Customers are canceling orders because Sefi can’t make deliveries quickly enough, and a generator won't help because it won't be powerful enough to run the firm's heavy-duty equipment, said general manager Suzanne Meno.
“We’re still not working because we have no power,” said Meno, who recently began bringing back her 300 employees after the coronavirus pandemic shutdown.
Janet Wilson of Huntington finally had her power restored Sunday night.
The next morning, she compiled a laundry list of problems for officials reviewing “the bungling of this response," including failing to provide accurate information on outage maps; a failure to process her outage, even after four separate attempts, and the poor optics of having up to 10 trucks sitting idle in her neighborhood, around the corner from dozens of homes without power.
Michael Neary, 51, of Massapequa grew so frustrated with incorrect estimates and claims of his power already restored that he went to PSEG’s customer service center in Seaford Monday to clear things up.
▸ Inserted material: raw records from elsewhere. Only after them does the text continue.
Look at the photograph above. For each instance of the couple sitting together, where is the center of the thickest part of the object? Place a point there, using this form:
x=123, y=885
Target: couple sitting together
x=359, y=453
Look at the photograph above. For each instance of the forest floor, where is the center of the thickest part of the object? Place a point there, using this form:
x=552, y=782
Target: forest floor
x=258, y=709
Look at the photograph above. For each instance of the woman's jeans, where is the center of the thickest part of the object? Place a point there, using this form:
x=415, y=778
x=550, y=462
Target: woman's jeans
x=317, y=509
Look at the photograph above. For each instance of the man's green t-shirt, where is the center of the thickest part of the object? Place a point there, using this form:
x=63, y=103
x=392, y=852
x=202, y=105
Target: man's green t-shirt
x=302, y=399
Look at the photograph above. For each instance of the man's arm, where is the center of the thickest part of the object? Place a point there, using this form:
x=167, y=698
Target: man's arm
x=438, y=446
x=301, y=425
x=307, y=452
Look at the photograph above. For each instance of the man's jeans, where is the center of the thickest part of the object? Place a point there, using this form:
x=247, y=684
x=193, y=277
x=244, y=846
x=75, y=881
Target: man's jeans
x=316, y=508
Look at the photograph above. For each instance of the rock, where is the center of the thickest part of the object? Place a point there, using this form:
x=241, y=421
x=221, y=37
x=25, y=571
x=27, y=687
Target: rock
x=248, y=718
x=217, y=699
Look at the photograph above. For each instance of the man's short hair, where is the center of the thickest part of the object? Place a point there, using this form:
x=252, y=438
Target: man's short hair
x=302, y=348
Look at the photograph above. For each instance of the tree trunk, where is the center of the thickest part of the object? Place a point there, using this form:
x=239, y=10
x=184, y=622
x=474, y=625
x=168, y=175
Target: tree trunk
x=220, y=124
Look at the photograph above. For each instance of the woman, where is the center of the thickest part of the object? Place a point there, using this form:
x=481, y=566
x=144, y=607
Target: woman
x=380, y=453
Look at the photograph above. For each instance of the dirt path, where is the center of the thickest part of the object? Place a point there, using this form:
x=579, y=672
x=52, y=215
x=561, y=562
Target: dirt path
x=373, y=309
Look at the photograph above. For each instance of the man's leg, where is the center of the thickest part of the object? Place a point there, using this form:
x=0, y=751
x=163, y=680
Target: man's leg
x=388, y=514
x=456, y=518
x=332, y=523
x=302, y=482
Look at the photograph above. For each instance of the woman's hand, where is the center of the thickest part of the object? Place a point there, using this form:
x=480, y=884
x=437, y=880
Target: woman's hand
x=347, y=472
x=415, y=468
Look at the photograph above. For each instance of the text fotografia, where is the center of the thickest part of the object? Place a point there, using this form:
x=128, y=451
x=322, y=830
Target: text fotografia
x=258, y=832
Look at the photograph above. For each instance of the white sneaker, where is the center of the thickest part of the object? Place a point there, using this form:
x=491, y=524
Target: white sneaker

He wasn’t happy with the result.
A sign on the window said the facility is closed and “cannot provide any information regarding loss of power or issues with trees.”
“This is ridiculous,” said Neary, who received word from the utility that his power had been restored when they were still in the dark. “It’s a mess.”
For some PSEG customers, the lesson is to begin planning for self-sufficiency.
Kevin Suran of Plainview, who had his power restored Monday, said he's considering switching to a natural gas-powered backup generator that powers his entire home and kicks in the instant the power goes out.
After a week without power, “It’s almost mandatory,” he said.